Kelly Saderholm’s guest blog about her and her daughter’s recent stint as shopsitters in the Little Bookstore –

“Oh, wow, I just LOVE it here!” The customer said as she handed me money for her purchases. “I could LIVE in a bookstore!”

“I am living here,” I said, happily, as I gave her a receipt and explained how I was shop-sitting while Wendy and Jack were away in Scotland.

“That’s really COOL,” she said. And she was right.

My daughter Rachel and I agreed to shop-sit and look after the two dogs and ever-changing number of foster cats; in exchange, we could pick out whatever books we wanted, and have the experience of tending a bookstore. For so many of us hard-core reader types, this is a secret fantasy. In the age of disappearing brick and mortar stores (of any kind but especially bookstores) I had often wondered how that fantasy would stack up against the real thing. In this case, the reality fared pretty well!

I was fortunate not to have bad days, crank customers, or disasters. The worse thing that happened was that Bert, one of the dogs, got upset by the Fourth of July firecrackers and chewed up a basement step.

The best thing? There were so many “best things” it is hard to choose. Of course the books, surrounded by books, ahhhhh. I loved chatting with customers. With a high school class reunion and the holiday weekend, people from all over were visiting family and friends. Most had either read Wendy’s book or heard about the bookstore from friends and family. It was interesting talking to people from different regions, discovering their connection to the area.

Even more interesting were the people living here. Rachel and I fell in love with the place. I realized that our temporary home was not just a used bookstore, but Big Stone Gap’s Bookstore, catering to the needs and wants of the community.
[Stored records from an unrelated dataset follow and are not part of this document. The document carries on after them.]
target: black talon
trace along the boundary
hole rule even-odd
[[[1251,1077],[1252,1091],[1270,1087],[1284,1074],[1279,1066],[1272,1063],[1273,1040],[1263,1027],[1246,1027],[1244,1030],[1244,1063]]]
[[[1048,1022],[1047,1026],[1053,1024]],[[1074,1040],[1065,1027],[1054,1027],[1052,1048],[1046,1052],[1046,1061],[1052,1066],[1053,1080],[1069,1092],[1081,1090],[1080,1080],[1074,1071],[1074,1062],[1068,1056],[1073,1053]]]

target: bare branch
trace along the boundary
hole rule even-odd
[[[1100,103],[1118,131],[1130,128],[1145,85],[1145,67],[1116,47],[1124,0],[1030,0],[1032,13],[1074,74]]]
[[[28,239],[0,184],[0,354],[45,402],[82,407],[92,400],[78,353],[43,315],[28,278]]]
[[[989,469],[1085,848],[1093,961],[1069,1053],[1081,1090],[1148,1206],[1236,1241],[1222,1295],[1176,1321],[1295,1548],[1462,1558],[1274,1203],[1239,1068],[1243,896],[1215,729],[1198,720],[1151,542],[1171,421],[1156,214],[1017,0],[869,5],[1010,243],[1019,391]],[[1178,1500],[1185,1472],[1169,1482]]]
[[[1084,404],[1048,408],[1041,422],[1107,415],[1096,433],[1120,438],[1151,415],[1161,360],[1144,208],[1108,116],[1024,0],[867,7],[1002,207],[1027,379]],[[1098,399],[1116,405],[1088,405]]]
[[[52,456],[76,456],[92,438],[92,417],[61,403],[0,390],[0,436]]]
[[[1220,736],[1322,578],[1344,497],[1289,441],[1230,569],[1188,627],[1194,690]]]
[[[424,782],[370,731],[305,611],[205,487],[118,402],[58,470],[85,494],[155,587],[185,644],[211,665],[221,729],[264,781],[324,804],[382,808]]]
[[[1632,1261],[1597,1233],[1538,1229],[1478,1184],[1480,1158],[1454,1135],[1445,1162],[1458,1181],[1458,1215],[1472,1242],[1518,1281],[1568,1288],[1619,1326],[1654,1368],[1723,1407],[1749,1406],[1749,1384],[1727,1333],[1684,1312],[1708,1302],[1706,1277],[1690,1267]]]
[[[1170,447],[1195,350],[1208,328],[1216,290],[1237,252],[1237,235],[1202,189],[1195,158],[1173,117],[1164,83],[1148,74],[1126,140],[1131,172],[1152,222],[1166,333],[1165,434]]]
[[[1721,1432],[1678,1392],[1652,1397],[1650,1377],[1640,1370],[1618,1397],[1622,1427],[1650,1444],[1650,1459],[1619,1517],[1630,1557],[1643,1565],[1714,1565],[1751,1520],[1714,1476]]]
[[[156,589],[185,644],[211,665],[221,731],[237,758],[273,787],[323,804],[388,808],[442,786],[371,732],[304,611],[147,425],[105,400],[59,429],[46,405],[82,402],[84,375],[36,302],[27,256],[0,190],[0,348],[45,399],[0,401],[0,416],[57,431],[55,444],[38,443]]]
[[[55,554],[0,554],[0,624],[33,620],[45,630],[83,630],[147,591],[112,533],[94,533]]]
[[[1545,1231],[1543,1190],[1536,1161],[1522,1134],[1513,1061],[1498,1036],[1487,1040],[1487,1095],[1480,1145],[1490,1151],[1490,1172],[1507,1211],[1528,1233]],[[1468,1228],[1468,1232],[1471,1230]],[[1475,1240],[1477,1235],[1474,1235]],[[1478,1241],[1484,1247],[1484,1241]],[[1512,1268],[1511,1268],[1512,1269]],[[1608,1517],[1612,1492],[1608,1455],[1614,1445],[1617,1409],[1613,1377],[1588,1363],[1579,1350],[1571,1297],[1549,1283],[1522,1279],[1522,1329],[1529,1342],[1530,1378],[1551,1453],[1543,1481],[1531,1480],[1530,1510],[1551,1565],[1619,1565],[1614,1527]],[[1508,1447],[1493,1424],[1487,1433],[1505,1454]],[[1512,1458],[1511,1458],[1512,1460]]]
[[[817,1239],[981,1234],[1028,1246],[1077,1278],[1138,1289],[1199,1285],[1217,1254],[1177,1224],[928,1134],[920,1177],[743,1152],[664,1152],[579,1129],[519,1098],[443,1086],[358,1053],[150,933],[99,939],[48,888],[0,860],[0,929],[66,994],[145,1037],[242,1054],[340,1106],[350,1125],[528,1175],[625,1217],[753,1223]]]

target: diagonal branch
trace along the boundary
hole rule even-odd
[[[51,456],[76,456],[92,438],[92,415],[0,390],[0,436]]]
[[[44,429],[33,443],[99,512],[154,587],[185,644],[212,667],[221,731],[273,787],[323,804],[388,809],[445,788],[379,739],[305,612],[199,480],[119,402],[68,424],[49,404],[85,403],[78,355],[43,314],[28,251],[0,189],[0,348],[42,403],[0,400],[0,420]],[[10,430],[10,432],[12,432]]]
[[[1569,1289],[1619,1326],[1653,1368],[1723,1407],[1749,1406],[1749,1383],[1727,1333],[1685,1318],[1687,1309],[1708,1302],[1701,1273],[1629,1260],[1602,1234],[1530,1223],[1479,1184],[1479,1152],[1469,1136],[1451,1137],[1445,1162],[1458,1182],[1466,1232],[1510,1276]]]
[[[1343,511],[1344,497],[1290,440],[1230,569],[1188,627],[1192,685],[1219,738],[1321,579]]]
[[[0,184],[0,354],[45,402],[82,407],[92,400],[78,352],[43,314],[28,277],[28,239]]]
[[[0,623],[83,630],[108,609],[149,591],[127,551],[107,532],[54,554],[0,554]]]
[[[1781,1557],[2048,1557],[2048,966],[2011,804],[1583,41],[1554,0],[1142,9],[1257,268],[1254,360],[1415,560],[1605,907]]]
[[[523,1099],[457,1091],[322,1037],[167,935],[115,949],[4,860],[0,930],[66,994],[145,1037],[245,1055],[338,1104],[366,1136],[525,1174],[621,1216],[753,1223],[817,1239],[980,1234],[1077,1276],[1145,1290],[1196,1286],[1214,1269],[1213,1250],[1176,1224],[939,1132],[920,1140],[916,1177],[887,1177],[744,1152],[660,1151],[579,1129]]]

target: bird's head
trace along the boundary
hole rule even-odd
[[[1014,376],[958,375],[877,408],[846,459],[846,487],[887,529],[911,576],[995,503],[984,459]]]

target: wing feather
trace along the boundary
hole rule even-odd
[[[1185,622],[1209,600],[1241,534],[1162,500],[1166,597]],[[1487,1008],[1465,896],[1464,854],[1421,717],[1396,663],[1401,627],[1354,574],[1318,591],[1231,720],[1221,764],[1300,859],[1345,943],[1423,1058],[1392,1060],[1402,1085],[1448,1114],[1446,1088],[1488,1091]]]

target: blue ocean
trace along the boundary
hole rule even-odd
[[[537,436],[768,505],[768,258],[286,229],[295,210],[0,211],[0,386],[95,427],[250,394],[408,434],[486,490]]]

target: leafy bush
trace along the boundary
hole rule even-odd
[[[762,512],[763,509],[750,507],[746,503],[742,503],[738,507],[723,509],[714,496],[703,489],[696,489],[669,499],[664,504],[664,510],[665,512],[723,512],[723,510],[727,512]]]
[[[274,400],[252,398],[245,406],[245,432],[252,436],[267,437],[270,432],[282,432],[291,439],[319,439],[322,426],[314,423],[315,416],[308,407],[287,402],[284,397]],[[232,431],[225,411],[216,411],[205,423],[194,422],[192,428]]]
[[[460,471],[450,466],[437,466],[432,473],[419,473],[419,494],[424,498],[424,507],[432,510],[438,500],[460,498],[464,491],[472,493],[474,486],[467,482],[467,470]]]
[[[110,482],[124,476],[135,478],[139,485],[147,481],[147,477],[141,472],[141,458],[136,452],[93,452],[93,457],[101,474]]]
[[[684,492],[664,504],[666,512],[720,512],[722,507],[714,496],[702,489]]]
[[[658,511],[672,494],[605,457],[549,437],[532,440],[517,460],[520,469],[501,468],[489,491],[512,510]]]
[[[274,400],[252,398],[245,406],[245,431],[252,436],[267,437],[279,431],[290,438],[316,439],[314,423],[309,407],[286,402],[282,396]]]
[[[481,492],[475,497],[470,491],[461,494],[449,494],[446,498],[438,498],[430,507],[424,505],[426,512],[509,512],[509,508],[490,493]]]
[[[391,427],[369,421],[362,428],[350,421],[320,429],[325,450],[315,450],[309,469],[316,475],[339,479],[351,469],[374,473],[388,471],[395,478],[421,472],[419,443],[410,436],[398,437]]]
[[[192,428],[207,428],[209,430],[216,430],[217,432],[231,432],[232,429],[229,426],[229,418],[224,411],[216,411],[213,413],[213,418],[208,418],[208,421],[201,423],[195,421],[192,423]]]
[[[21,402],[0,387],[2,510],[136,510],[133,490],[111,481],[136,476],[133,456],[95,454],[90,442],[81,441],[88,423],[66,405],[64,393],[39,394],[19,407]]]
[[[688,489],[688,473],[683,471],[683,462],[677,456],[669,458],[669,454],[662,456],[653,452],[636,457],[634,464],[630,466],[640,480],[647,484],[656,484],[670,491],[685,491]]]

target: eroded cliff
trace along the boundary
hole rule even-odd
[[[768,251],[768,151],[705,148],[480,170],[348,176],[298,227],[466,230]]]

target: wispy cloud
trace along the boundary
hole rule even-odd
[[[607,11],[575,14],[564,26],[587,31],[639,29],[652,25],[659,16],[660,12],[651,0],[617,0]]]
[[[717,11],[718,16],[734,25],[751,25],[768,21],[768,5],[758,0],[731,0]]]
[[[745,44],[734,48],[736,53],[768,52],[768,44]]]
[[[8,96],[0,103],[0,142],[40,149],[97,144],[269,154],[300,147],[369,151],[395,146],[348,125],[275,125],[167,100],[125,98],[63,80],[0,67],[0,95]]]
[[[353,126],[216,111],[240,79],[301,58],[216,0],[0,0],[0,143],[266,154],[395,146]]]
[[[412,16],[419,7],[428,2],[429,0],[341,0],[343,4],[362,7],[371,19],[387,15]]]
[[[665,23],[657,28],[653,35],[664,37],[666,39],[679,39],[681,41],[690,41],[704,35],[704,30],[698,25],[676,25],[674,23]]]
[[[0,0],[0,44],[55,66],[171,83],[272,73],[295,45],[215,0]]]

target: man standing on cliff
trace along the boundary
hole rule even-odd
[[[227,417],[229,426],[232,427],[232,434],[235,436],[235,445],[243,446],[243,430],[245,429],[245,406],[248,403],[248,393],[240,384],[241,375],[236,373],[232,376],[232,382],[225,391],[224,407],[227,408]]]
In the introduction to one of my favorite books, Laural’s Kitchen, one of the authors, Carol Flinders, talks about “a sense of place.” Jack and Wendy’s shop is very much a nurturing “Place” with capital letters, where people feel a connection to each other, to the town, the region, the culture.

Speaking of cooking and food and place- Kelley’s Second Story Cafe (on the bookstore’s second floor) is another very special place, with delicious food. She kept us well-fed during our stay!

Kelley’s food nurtured our bodies, the books nurtured our minds, but a third, intangible element of the bookstore nurtured our souls. A strong sense of Quiet pervades the bookstore. That feeling was re-enforced as Rachel and I took our leave last Sunday just as the Friends Meeting started upstairs. But the whole week there was a gentle, quiet feeling throughout the place. Several customers remarked on it. All week people came in just to browse and enjoy the quiet. One guy stayed for two hours.

If one is looking for a business to make fast, easy money, a used bookstore is not it. But, if one is a bibliophile interested in a satisfying, rewarding business–not in a profit sense but in a people sense– one could do worse than to run a used bookstore.

The first Foxfire book has a chapter titled, “A Quilt is Something Human.” It makes me happy that with so many chain retail stores selling mass-produced consumer goods, Jack and Wendy’s bookstore is indeed Some Place Human.